Observó a Raistlin de soslayo y éste, consciente de su mensaje y diplomático cuando le convenía, se humedeció los labios con el vino que le habían servido.

—Mañana nos reuniremos para discutir nuestros planes —manifestó el guerrero—. El adalid de los bárbaros de las Llanuras, que llegará esta misma tarde, participará en la asamblea. —Se acentuó el enfado en las facciones de su huésped y el general suspiró, previendo un serio conflicto. Mas no queriendo exteriorizar su recelo, continuó en el mismo tono alegre y despreocupado—: Cenemos juntos esta noche y sellemos nuestra alianza.

—Quizá tenga que luchar en el mismo bando que esos hombres —replicó el enano—. Pero, ¡por la barba de Reorx, no me sentaré a su mesa! Ni tampoco a la tuya —dictaminó.

Caramon se levantó. Embutido en una espectacular armadura de gala, obsequio de los caballeros, constituía una visión imponente. Reghar no pudo por menos que pestañear al contemplarlo.

—Presumes de grandullón, ¿no es cierto? —le imprecó—. Me pregunto si tu cabeza no albergará más músculos que raciocinio —agregó, con un dubitativo movimiento de cabeza.

Lejos de sentirse ultrajado, el fornido humano esbozó una sonrisa. Era la similitud con las expresiones habituales de Flint lo que le encogía el corazón, no la pretendida ofensa.

A Raistlin, por el contrario, no le hizo ninguna gracia aquel comentario.

—Mi hermano posee una inteligencia privilegiada para las tácticas militares —salió en su defensa de manera inesperada—. Cuando abandonamos Palanthas, éramos tres. Tan sólo la pericia y la perspicacia del general Caramon han obrado el prodigio de trasladar este numeroso ejército hasta vuestras costas. Opino que deberías someterte a su liderazgo.

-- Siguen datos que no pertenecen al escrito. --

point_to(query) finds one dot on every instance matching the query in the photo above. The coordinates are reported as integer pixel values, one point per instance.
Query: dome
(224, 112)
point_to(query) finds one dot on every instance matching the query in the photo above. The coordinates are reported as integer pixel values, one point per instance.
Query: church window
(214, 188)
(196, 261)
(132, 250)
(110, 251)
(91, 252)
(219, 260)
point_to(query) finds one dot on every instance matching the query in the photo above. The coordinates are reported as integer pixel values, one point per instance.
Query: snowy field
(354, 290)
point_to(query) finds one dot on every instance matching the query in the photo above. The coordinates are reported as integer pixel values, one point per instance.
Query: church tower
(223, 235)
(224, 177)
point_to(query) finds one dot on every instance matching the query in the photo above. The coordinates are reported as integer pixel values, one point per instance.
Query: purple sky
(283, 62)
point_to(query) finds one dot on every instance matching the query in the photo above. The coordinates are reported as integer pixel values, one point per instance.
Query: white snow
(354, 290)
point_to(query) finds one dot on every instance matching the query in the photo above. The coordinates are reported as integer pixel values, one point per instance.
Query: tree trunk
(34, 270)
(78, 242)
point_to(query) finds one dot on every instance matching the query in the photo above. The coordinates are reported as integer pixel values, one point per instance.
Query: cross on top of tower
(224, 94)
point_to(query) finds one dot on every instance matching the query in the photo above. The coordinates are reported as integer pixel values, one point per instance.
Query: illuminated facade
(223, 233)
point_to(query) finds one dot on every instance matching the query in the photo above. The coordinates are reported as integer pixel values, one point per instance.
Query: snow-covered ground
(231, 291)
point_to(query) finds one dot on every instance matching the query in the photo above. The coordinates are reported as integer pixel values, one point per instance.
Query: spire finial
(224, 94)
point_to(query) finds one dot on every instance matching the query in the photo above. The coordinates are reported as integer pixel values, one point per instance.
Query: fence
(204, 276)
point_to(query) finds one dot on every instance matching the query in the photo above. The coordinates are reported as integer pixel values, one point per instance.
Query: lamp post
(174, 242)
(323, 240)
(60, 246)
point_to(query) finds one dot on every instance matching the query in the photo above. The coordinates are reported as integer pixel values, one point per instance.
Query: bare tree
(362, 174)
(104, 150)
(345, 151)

Reghar emitió un resoplido y espió al nigromante con la frente arrugada por encima de sus pobladas y grisáceas cejas. Envuelto en el matraqueo de su pesada armadura, dio vuelta y se encaminó hacia la cortinilla para, ya en el umbral, hacer una pausa.

—¿Tres en Palanthas y ahora este enjambre? —inquirió.

Clavó sus fulminantes ojos en el guerrero y ondeó su mano en un gesto por el que intentaba abarcar la tienda, los caballeros de noble apariencia que montaban guardia en los flancos de ésta, los centenares de hombres que había visto descargar las provisiones de las naves y aquellos otros que practicaban las técnicas bélicas, sin olvidar las interminables hileras de fogatas donde se guisaba el alimento.